A multi-environmental tracer study to determine groundwater residence times and recharge in a structurally complex multi-aquifer system

Abstract

Despite being the main drinking water resource for over 5 million people, the water balance of the Eastern Mountain Aquifer system on the western side of the Dead Sea is poorly understood. The regional aquifer consists of fractured and karstified limestone – aquifers of Cretaceous age, and it can be separated into a Cenomanian aquifer (upper aquifer) and Albian aquifer (lower aquifer). Both aquifers are exposed along the mountain ridge around Jerusalem, which is the main recharge area.

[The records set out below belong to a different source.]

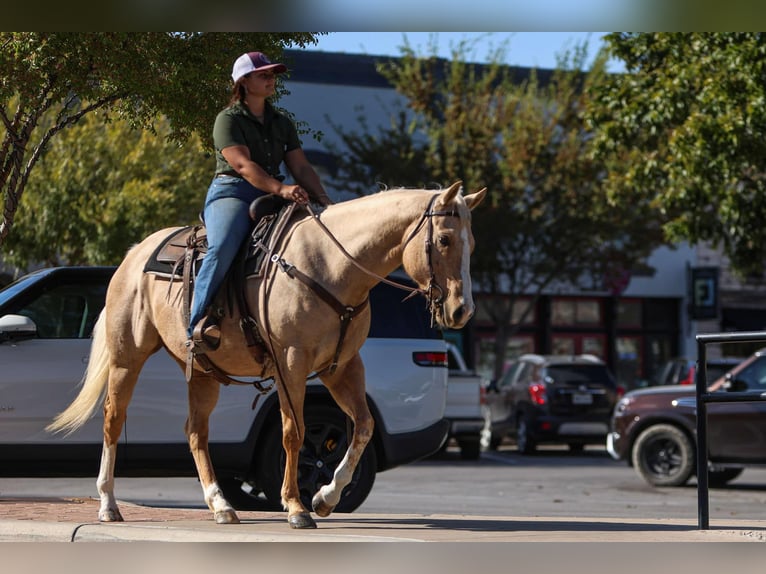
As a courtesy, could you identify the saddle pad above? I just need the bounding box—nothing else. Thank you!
[144,209,285,284]
[144,225,207,278]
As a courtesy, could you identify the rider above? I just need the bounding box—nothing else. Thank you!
[187,52,331,344]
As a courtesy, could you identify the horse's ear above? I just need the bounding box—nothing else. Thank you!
[463,187,487,209]
[439,180,463,205]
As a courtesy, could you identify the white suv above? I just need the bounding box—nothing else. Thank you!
[0,267,449,512]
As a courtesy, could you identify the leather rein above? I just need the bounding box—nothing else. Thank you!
[306,195,460,327]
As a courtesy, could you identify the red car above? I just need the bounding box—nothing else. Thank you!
[607,349,766,486]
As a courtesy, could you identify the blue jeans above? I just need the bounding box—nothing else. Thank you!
[187,178,264,337]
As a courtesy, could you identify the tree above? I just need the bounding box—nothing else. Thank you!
[332,38,662,376]
[589,33,766,276]
[0,32,324,245]
[3,112,214,269]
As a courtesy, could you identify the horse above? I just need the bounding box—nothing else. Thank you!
[48,181,486,528]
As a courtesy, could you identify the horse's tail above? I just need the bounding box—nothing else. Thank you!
[46,308,109,435]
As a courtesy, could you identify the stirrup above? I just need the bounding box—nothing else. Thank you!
[192,315,221,353]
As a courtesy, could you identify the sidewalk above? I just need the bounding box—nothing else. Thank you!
[0,498,766,543]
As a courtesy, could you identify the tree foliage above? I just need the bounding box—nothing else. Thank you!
[589,33,766,276]
[332,40,662,376]
[0,32,324,248]
[3,112,214,269]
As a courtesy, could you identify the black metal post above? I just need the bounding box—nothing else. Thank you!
[695,339,710,530]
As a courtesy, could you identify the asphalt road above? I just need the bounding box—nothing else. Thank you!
[0,445,766,520]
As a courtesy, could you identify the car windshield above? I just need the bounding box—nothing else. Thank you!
[547,365,614,387]
[0,274,48,306]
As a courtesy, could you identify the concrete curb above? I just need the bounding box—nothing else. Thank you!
[0,513,766,543]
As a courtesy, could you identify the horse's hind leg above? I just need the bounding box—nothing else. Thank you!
[96,365,138,522]
[185,372,239,524]
[311,354,375,516]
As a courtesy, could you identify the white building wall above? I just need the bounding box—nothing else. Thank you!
[279,54,698,356]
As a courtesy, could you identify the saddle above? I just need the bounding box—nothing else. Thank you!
[144,195,294,386]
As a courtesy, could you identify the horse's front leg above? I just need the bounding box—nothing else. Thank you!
[311,354,375,516]
[277,377,317,528]
[185,378,239,524]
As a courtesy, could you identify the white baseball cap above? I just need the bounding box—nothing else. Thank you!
[231,52,287,82]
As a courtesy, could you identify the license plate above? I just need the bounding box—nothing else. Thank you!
[572,393,593,405]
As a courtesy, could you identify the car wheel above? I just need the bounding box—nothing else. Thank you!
[457,437,481,460]
[707,468,745,488]
[516,415,537,454]
[255,405,377,512]
[632,425,695,486]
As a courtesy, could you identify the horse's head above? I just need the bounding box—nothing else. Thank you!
[403,181,487,329]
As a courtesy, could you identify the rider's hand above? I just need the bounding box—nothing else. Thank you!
[279,185,309,205]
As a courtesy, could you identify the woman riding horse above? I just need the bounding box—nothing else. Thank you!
[187,52,331,351]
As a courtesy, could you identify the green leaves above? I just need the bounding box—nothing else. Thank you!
[0,32,324,245]
[589,33,766,275]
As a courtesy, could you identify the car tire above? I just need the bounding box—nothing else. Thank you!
[516,415,537,454]
[457,436,481,460]
[707,468,745,488]
[255,405,377,512]
[632,424,695,486]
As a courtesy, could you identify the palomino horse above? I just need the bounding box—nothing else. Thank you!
[49,182,486,528]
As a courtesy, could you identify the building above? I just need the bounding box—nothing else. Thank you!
[281,50,720,387]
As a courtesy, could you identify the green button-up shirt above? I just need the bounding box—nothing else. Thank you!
[213,102,301,177]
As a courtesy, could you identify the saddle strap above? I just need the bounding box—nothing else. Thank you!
[277,259,370,374]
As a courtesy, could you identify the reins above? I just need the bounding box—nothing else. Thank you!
[305,195,460,327]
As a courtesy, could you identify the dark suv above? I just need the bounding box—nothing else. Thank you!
[486,355,618,454]
[649,357,745,387]
[607,349,766,486]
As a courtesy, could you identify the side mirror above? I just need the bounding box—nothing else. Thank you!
[0,315,37,341]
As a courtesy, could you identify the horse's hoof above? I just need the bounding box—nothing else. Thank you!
[98,508,125,522]
[287,512,317,528]
[311,492,335,518]
[215,510,239,524]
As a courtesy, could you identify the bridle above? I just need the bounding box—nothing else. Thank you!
[305,195,460,327]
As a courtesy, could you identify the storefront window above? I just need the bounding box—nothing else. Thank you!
[551,299,603,327]
[476,336,535,379]
[614,337,642,389]
[617,299,641,329]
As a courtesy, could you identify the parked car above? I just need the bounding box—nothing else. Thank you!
[607,349,766,486]
[0,267,449,512]
[442,343,485,460]
[486,354,619,454]
[649,357,744,387]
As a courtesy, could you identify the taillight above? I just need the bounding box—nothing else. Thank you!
[678,367,695,385]
[412,351,448,367]
[527,383,548,405]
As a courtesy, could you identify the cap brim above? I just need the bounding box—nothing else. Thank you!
[253,64,287,74]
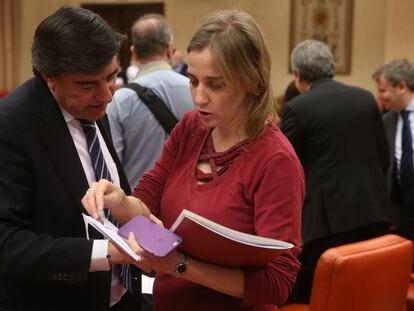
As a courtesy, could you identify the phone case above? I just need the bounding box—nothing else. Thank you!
[118,215,182,257]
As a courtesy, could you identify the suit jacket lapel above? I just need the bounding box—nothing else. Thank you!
[96,116,131,195]
[383,111,398,190]
[35,78,88,211]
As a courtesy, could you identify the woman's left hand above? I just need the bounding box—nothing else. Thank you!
[128,232,184,274]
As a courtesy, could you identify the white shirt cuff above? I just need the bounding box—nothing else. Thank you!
[89,240,111,272]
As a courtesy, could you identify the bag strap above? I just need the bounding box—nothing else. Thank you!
[125,83,178,135]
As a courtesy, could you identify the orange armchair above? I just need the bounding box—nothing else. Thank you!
[279,234,413,311]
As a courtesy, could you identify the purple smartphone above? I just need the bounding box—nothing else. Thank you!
[118,215,182,257]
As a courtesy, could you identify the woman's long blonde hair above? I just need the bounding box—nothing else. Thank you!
[187,10,276,138]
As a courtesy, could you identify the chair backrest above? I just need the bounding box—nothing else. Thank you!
[309,234,413,311]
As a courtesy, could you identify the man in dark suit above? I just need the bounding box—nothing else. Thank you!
[0,7,140,311]
[281,40,391,303]
[372,59,414,240]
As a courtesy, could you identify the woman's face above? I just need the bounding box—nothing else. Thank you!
[188,48,246,131]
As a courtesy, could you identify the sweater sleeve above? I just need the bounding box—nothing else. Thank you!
[243,153,304,305]
[134,113,191,219]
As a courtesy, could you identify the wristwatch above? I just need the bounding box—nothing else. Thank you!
[173,256,188,278]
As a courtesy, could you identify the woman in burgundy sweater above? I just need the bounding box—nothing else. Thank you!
[82,11,304,311]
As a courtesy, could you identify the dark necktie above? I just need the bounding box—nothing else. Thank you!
[79,119,132,292]
[400,110,414,206]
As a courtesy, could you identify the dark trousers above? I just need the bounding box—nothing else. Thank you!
[288,223,389,304]
[109,292,141,311]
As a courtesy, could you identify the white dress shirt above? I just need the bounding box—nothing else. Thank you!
[60,107,126,306]
[394,97,414,176]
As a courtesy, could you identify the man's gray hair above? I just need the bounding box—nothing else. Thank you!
[290,40,334,83]
[371,58,414,92]
[131,13,173,59]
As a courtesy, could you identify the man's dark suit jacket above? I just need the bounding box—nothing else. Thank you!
[0,78,141,311]
[281,78,392,243]
[383,111,414,239]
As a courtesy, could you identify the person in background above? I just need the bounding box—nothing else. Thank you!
[82,10,304,311]
[275,80,300,125]
[0,6,141,311]
[108,14,193,189]
[172,50,188,77]
[372,59,414,240]
[281,40,393,303]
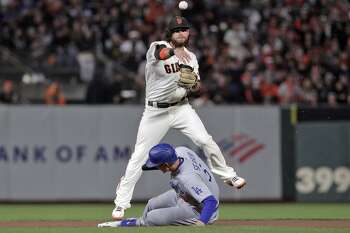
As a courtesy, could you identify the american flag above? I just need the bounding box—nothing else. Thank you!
[218,133,265,163]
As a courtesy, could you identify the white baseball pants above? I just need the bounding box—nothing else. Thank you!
[114,102,237,209]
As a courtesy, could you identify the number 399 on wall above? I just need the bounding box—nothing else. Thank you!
[295,166,350,194]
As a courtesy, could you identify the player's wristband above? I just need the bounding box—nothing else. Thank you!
[169,49,175,57]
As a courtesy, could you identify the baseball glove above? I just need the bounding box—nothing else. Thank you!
[177,64,198,89]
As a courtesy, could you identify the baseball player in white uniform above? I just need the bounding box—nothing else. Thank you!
[98,143,219,227]
[112,16,246,220]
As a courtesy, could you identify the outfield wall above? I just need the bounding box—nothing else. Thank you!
[0,106,282,201]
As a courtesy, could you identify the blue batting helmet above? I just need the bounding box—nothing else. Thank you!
[144,143,177,168]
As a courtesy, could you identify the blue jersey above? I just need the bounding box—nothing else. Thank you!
[170,147,219,208]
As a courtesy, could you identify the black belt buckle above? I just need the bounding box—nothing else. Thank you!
[148,97,186,108]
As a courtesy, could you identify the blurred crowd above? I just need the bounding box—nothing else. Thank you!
[0,0,350,106]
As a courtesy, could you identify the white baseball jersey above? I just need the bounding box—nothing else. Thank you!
[114,41,236,209]
[145,41,199,103]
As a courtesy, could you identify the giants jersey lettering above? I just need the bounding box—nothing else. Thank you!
[145,41,199,103]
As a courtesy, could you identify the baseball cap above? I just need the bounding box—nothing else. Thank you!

From here, the recharged groundwater flows in a highly karstified aquifer system towards the east and discharges in springs in the lower Jordan Valley and Dead Sea region. We investigated the Eastern Mountain Aquifer system for groundwater flow, groundwater age and potential mixtures, and groundwater recharge. We combined 36Cl ∕ Cl, tritium, and the anthropogenic gases SF6, CFC-12 (chlorofluorocarbon) and CFC-11, while using CFC-113 as “dating” tracers to estimate the young water components inside the Eastern Mountain Aquifer system. By application of lumped parameter models, we verified young groundwater components from the last 10 to 30 years and an admixture of a groundwater component older than about 70 years. Concentrations of nitrate, simazine (pesticide), acesulfame K (ACE-K; artificial sweetener) and naproxen (NAP; drug) in the groundwater were further indications of infiltration during the last 30 years. The combination of multiple environmental tracers and lumped parameter modelling helped to understand the groundwater age distribution and to estimate recharge despite scarce data in this very complex hydrogeological setting. Our groundwater recharge rates support groundwater management of this politically difficult area and can be used to inform and calibrate ongoing groundwater flow models.